Lieut.-Colonel WILLOUGHBY: My hon. and gallant Friend the Member for Daventry (Captain FitzRoy) threw out a suggestion which some of us 737 who act with him had not considered, and we ought to have time to consider whether we can agree to the legal enforcement of this particular proposal. One appreciates that my hon. Friend is very fair-minded, but there is a great deal to be said on the other side. No one can accuse me of being very popular with the farmers. They seem to think that I do not represent them. I am not really speaking for them, but I do think that they have to be considered. We hear from the representatives of labour a great many hard things about the farmers, but they ought to tell us that some of their own men do not always do their best for the farmers. If you are going to make these things enforceable by law, it is going to be difficult when a man slacks and does not do his work. It will require careful consideration before we can agree to make something compulsory so that a man may get wages when he does not earn them. However, I am willing to do my best to reach agreement.

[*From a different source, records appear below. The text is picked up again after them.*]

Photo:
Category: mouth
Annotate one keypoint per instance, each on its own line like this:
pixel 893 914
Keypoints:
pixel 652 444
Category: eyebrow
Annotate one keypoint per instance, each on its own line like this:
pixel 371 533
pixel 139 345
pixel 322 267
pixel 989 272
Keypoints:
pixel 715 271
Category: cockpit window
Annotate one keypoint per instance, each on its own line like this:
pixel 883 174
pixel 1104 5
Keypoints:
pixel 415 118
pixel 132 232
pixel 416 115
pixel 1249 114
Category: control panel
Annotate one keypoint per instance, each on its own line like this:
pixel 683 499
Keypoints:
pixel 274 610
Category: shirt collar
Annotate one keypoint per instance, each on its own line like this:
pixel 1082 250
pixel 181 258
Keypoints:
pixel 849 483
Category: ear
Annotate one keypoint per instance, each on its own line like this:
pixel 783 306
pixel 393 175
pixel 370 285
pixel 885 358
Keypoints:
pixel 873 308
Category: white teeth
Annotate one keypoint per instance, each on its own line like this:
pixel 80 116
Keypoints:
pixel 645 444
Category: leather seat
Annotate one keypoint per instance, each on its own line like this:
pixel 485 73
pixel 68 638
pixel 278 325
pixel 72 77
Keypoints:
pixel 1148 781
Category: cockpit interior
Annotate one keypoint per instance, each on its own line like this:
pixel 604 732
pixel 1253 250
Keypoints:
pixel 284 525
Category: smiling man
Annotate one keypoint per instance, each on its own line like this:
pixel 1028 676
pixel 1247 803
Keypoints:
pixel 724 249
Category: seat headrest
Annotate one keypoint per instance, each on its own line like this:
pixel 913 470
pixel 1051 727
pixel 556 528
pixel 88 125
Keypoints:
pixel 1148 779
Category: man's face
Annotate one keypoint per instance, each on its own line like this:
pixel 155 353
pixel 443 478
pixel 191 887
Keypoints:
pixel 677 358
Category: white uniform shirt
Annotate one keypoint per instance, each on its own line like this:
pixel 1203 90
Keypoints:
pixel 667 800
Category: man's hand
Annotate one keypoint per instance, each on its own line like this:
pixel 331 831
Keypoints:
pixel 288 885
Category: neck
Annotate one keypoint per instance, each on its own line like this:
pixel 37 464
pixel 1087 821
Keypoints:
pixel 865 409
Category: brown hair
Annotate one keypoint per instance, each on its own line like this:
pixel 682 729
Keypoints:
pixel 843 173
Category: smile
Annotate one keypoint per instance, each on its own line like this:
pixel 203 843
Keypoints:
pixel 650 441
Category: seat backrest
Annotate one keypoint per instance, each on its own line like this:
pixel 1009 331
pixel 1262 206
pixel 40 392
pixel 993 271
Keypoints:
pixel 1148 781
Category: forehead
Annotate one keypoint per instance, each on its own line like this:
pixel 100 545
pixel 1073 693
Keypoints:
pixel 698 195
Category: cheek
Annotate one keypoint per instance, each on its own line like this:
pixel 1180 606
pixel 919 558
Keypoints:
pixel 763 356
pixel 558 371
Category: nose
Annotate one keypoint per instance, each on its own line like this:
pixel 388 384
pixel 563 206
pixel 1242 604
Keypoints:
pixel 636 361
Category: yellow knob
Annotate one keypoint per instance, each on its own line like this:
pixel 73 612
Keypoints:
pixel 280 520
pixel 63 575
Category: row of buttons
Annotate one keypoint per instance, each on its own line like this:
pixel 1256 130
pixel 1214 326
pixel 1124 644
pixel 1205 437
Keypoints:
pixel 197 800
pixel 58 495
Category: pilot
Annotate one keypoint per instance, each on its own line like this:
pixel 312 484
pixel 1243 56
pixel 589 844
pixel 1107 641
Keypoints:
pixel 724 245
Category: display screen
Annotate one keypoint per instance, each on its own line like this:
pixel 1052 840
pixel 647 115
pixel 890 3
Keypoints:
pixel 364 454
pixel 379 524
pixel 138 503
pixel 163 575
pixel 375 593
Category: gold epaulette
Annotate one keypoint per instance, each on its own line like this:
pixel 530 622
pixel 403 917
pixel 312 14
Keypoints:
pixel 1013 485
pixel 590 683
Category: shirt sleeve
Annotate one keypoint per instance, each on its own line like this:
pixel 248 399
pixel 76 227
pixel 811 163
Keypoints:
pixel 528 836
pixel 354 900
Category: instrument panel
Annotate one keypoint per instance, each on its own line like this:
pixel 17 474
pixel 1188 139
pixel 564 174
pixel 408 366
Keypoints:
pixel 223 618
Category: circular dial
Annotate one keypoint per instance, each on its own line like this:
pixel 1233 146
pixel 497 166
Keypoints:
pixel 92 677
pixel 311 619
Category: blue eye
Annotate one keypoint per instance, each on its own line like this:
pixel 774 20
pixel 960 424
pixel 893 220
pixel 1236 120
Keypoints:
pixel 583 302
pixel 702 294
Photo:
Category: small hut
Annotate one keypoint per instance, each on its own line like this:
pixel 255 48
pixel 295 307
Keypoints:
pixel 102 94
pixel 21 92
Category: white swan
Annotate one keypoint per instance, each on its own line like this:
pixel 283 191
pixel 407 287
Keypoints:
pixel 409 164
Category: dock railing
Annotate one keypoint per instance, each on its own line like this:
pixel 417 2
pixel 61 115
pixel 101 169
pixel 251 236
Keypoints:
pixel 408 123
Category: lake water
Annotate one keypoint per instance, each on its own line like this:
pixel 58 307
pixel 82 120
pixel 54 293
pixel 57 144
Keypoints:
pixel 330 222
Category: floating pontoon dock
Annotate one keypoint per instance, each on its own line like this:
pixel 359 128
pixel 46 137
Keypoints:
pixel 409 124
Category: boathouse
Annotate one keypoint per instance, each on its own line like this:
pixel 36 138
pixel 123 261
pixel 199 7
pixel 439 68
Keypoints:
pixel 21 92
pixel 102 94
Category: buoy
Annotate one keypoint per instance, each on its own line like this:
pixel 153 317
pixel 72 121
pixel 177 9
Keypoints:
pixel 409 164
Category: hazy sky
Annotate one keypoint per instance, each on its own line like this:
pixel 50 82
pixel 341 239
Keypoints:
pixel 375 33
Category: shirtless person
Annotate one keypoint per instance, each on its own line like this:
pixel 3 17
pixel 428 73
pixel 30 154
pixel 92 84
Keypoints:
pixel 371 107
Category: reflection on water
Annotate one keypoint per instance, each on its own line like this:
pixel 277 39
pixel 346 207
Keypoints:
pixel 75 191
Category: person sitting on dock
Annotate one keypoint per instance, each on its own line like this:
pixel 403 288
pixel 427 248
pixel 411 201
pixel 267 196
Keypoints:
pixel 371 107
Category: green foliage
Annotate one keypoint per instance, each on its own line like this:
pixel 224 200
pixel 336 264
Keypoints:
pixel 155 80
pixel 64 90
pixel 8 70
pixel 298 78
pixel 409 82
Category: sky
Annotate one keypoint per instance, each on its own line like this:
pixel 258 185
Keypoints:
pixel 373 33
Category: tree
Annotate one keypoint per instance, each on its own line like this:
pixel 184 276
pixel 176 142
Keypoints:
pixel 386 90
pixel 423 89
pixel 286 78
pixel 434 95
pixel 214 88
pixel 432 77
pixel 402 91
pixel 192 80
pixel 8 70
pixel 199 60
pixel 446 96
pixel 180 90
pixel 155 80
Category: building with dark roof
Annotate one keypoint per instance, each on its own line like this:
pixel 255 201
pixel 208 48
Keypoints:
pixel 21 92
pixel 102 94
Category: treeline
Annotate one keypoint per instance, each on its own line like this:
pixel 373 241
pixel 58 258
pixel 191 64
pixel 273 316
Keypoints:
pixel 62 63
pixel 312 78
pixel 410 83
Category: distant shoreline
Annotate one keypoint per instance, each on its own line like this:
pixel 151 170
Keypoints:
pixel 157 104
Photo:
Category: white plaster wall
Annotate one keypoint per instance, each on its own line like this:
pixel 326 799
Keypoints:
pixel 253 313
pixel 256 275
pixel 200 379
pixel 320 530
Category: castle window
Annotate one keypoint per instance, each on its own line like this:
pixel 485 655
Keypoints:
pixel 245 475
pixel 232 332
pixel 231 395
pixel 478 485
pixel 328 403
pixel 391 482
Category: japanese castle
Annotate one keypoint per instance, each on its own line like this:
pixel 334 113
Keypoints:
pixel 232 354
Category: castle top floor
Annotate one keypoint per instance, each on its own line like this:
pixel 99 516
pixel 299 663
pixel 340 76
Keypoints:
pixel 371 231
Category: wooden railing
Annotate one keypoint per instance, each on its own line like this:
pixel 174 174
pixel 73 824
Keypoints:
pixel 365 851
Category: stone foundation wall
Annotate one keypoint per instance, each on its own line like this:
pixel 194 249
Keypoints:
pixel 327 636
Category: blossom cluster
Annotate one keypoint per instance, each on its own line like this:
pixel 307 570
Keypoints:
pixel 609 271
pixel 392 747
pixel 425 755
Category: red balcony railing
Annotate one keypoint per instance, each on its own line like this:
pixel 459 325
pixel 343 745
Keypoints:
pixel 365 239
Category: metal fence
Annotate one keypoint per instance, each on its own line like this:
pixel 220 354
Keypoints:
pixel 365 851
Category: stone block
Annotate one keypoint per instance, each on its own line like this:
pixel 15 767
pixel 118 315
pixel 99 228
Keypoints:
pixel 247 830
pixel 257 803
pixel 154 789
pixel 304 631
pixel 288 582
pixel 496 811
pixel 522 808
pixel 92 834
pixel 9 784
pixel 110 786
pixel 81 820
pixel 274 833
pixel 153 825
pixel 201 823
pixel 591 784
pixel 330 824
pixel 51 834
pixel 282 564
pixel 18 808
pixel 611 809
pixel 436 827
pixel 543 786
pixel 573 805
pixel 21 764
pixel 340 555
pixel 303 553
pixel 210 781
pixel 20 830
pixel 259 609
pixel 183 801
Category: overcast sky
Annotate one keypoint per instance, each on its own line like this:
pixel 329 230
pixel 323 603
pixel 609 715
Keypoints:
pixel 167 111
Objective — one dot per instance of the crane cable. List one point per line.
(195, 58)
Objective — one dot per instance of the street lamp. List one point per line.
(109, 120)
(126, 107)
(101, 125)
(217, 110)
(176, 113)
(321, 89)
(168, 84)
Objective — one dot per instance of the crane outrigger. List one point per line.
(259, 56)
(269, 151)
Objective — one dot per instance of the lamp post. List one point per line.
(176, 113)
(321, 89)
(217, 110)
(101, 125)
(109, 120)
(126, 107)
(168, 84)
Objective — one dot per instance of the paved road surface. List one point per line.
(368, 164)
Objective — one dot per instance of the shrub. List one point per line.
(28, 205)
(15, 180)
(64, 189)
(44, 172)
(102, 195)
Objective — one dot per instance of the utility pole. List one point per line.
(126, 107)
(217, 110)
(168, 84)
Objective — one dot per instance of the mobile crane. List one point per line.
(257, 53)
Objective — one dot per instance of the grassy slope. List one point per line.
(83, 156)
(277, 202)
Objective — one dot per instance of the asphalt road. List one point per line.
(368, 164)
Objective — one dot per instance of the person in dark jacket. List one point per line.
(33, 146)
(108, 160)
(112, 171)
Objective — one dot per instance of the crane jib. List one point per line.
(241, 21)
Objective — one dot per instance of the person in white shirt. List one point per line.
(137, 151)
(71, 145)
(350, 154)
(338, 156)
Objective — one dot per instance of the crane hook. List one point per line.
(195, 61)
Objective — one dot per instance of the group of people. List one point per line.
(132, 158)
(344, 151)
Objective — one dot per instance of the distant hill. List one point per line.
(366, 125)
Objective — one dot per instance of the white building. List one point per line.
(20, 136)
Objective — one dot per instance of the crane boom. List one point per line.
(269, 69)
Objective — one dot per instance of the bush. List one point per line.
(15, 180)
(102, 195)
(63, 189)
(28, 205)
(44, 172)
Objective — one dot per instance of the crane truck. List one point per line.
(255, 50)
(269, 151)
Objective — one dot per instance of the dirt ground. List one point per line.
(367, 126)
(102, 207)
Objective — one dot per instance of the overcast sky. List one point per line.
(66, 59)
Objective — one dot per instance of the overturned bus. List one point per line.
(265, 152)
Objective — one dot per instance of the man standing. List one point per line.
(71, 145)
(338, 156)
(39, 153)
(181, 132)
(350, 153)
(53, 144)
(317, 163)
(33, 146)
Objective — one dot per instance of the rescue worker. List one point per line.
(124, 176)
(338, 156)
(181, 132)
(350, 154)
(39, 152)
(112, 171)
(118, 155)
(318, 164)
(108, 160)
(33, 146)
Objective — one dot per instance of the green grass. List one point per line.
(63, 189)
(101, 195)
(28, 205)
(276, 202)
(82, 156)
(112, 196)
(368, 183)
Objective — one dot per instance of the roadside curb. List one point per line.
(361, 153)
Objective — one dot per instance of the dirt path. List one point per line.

Captain TUDOR-REES: I will do my best to develop the excellent suggestion which has been made by the hon. and gallant Member for Daventry (Captain FitzRoy), a suggestion which has entirely altered the outlook. I have a suggestion to make with a view to bringing to a successful conclusion the negotiation which will take place. About two weeks ago I asked the Minister in the House a certain question, and he said that he was in communication with the Farmers' Union, and he proposed to get into touch with the Agricultural Labourers' Union, and hoped to have a joint conference and to attend it. I do not know whether that conference has taken place or whether it is possible that the conference could take place between now and next Tuesday. If so, it might have considerable weight and might help negotiation very considerably.
Sir A. BOSCAWEN: I have been, and shall be, for the next few days, very much in touch with all parties. The people principally concerned are Members of the House of Commons and especially Members of this Committee; but I shall take every possible step to come to some arrangement. I welcome this Adjournment. There has been produced to-day an atmosphere which is very favourable for an honourable settlement of a great difficulty. We desire nothing 738 else but peace in the industry. I cannot at this stage indicate the lines upon which settlement should come. The proposition which has been made is practically this, as I understand it, that there should be conciliation committees, and that their awards or orders, whatever they may be, should be enforceable in law.
Mr. PRETYMAN: If it be confined to dealing with disputes.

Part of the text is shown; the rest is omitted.